Overview
It is unknown whether left bundle branch area pacing (LBBAP) or biventricular pacing best prevents or reverses left ventricular (LV) adverse remodelling in patients with atrial fibrillation (AF) who require ventricular pacing or CRT. This randomized non-inferiority cross-over trial will compare left ventricular end-systolic volume change and secondary endpoints between LBBAP and biventricular pacing in patients with AF and LV dysfunction.
Description
Rationale: Patients with atrial fibrillation (AF) and left ventricular (LV) dysfunction may require ventricular pacing because of bradycardia, AV junction ablation, or for cardiac resynchronization therapy. Right ventricular (RV) pacing is associated with the risk of adverse LV remodelling and heart failure, in particular in those with pre-existing LV dysfunction. Both LBBAP and biventricular pacing can prevent LV dyssynchrony. It is unknown which pacing mode best prevents or reverses LV adverse remodelling in patients with AF who require ventricular pacing or CRT.
Primary objectives:
- To compare LVESV change between LBBAP and biventricular pacing in patients with AF and LV dysfunction.
Secondary objectives:
2. To compare change in quality of life, New York Heart Association functional class, 6-minute walking distance, QRS duration, vectorcardiographic QRS area, left ventricular ejection fraction (LVEF), global longitudinal strain and NT-proBNP between LBBAP and biventricular pacing in patients with AF and LV dysfunction.
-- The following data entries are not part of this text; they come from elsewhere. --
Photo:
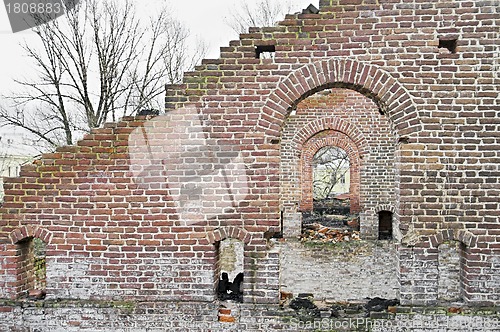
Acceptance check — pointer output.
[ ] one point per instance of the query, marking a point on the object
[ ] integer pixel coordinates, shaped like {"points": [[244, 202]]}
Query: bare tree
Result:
{"points": [[330, 165], [265, 13], [97, 63]]}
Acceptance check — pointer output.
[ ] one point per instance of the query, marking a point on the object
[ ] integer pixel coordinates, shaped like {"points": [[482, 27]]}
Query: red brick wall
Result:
{"points": [[117, 234]]}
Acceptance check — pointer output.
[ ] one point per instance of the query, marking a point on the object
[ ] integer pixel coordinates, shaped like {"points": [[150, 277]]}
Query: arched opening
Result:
{"points": [[450, 267], [229, 270], [385, 225], [331, 173], [31, 276]]}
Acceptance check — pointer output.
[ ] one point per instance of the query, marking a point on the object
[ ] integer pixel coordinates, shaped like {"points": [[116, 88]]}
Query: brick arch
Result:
{"points": [[460, 235], [311, 147], [28, 231], [336, 124], [391, 97], [229, 232], [385, 207]]}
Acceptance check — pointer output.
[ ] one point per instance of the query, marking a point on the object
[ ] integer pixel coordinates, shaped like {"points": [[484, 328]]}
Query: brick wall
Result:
{"points": [[135, 209], [351, 271]]}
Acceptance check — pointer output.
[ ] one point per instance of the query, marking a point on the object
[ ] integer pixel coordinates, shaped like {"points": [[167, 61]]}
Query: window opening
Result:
{"points": [[265, 51], [449, 44], [331, 219], [230, 270], [449, 268], [32, 268]]}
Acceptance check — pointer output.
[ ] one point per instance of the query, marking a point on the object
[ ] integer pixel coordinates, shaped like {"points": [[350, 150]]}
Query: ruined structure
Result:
{"points": [[133, 216]]}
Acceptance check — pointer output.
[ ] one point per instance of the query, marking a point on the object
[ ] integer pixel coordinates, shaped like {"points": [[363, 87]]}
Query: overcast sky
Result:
{"points": [[204, 18]]}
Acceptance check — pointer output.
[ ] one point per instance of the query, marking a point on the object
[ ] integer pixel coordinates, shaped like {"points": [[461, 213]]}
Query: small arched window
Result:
{"points": [[32, 268], [385, 225], [331, 173], [229, 270]]}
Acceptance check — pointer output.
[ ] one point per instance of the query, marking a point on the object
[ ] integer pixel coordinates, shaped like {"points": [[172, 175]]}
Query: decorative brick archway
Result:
{"points": [[311, 147], [369, 80]]}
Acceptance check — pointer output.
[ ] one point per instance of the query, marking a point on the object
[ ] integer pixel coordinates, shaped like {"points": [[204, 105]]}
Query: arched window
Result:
{"points": [[32, 268], [229, 270], [385, 225], [331, 173]]}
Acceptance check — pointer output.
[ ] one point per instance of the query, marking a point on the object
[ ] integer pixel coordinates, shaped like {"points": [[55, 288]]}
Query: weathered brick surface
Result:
{"points": [[161, 316], [124, 215], [346, 119]]}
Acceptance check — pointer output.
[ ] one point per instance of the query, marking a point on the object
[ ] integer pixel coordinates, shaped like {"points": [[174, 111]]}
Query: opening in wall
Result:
{"points": [[32, 268], [385, 225], [450, 263], [229, 270]]}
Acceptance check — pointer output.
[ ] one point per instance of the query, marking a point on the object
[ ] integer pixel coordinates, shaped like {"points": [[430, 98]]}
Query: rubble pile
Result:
{"points": [[318, 233]]}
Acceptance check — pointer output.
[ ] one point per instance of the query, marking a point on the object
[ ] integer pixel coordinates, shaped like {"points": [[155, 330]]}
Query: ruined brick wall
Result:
{"points": [[135, 210], [350, 271]]}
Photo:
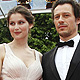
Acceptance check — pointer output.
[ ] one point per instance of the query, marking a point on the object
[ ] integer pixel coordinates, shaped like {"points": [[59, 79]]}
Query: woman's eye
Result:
{"points": [[21, 22], [12, 23]]}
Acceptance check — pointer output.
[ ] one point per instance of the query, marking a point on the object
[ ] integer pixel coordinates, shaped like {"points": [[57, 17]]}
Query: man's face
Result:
{"points": [[64, 20]]}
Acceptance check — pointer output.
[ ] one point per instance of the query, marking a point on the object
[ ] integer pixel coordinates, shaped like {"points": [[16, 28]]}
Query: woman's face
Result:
{"points": [[19, 26]]}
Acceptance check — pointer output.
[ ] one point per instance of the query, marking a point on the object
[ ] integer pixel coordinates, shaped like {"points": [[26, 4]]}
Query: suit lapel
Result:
{"points": [[74, 62], [52, 64]]}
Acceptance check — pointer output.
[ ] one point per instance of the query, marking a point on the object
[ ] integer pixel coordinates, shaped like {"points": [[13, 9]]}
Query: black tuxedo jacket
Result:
{"points": [[49, 69]]}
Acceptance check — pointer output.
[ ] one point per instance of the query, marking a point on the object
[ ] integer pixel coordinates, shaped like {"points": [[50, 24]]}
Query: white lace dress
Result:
{"points": [[14, 69]]}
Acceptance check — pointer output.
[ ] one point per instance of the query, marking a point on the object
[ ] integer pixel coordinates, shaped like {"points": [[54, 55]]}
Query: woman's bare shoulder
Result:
{"points": [[2, 50], [40, 55]]}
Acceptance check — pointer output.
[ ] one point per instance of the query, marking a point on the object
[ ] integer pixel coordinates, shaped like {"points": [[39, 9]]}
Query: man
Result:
{"points": [[63, 62]]}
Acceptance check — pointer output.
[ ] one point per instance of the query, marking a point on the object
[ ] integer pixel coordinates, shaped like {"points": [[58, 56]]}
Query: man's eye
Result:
{"points": [[21, 22], [66, 15]]}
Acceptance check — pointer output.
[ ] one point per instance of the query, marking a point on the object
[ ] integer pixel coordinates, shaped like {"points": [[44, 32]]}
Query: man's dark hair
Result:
{"points": [[75, 7]]}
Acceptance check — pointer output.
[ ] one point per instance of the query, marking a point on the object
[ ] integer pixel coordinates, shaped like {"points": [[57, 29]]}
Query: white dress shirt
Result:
{"points": [[63, 57]]}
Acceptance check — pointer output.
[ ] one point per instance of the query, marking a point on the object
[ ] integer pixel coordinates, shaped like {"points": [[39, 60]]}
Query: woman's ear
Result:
{"points": [[78, 21]]}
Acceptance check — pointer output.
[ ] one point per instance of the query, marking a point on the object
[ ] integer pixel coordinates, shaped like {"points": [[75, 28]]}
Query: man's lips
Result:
{"points": [[62, 26]]}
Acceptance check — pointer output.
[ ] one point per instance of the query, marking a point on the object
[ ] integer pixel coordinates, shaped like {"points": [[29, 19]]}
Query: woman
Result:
{"points": [[17, 60]]}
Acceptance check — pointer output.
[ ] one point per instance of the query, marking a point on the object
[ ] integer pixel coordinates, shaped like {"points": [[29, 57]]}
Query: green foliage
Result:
{"points": [[43, 35], [4, 32]]}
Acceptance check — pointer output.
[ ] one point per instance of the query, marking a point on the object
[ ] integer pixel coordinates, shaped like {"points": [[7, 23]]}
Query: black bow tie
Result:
{"points": [[69, 43]]}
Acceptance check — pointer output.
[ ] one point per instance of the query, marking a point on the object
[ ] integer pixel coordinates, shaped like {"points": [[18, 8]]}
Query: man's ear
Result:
{"points": [[78, 21], [30, 26]]}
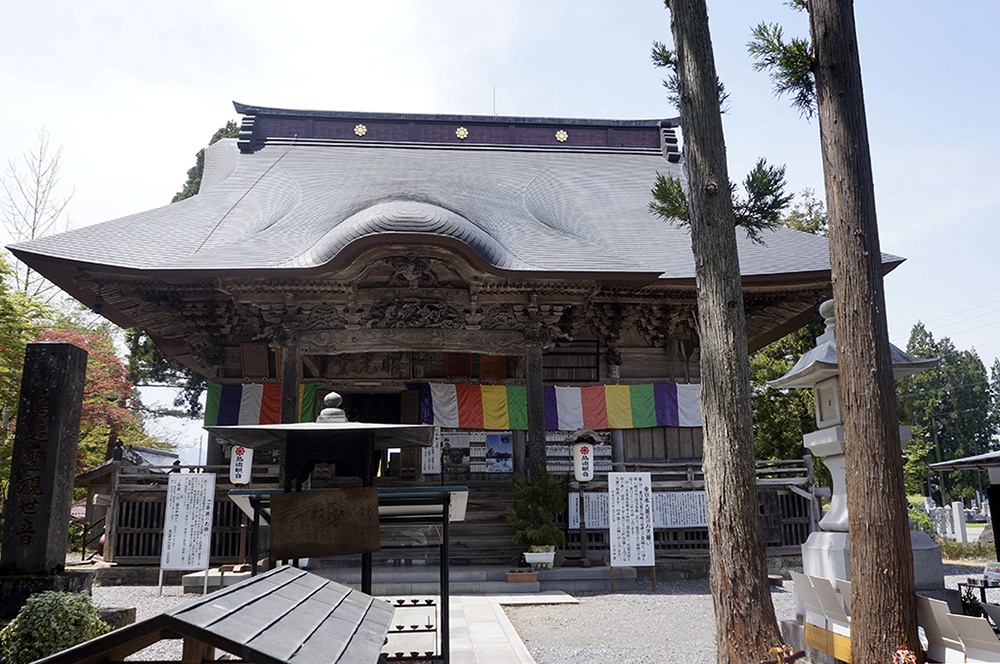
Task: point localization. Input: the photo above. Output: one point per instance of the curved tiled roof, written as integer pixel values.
(298, 204)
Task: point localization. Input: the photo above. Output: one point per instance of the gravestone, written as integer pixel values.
(40, 492)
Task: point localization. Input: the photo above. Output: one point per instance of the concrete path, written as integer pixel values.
(480, 630)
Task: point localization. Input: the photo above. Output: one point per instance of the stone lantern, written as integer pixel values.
(827, 552)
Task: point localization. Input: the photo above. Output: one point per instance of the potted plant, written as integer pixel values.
(521, 576)
(536, 504)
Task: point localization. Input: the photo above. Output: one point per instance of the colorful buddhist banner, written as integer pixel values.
(255, 403)
(566, 408)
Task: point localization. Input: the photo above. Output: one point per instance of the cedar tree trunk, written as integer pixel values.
(883, 596)
(744, 615)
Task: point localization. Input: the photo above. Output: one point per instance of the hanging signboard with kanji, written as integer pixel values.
(630, 519)
(430, 457)
(187, 529)
(583, 461)
(240, 465)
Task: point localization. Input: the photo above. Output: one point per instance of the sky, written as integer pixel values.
(132, 90)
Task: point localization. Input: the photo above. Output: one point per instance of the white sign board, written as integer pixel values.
(240, 465)
(430, 457)
(671, 509)
(630, 517)
(595, 510)
(187, 530)
(677, 509)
Study design: Randomized patient and assessor blinded non-inferiority cross-over trial.
Study population: Patients with permanent AF and LVEF < 50% who require ventricular pacing because of bradycardia, AV junction ablation, or CRT.
Intervention: Patients will be randomized according to a crossover design to first 6 months of LBBAP and then 6 months of biventricular pacing, or vice versa.
After finishing the randomization phase of the study at 12 months, patients will be followed according to routine clinical practice. Clinical follow-up, an ECG, device interrogation and echocardiography will be performed at 36 months (2 years after finishing the randomization phase) in all patients.
Main study parameters/endpoints: New York Heart Association (NYHA) functional class, Minnesota Living with Heart Failure Questionnaire (MLHFQ), 6-minute walking distance, ECG (vectorcardiographic QRS area, QRS duration), echocardiography (LVESV, LVEF, global longitudinal strain), NT-proBNP, lead and device performance (sensing, pacing, expected battery life), complications and costs will be evaluated for each pacing mode.
Nature and extent of the burden and risks associated with participation, benefit and group relatedness: For the purpose of this randomized controlled trial, patients will also receive a LBBAP lead. The additional risk of serious adverse events is ~1.5% (lead dislodgement 1.1%, 0.4% acute coronary syndrome [all managed conservatively without further sequelae in prior studies]).(1) Patients who participate in the trial will have 3 extra follow-up visits, 4 extra questionnaires, 3 extra ECGs, 3 extra device interrogations, 3 extra echocardiograms and 4 extra blood samples (5 mL each).
Eligibility
INCLUSION CRITERIA
In order to be eligible to participate in this study, a subject must meet all of the following criteria:
- Adults ≥18 years with permanent AF and LVEF < 50% who either require ventricular pacing because of bradycardia including patients undergoing AV junction ablation, or have an indication for cardiac resynchronization therapy.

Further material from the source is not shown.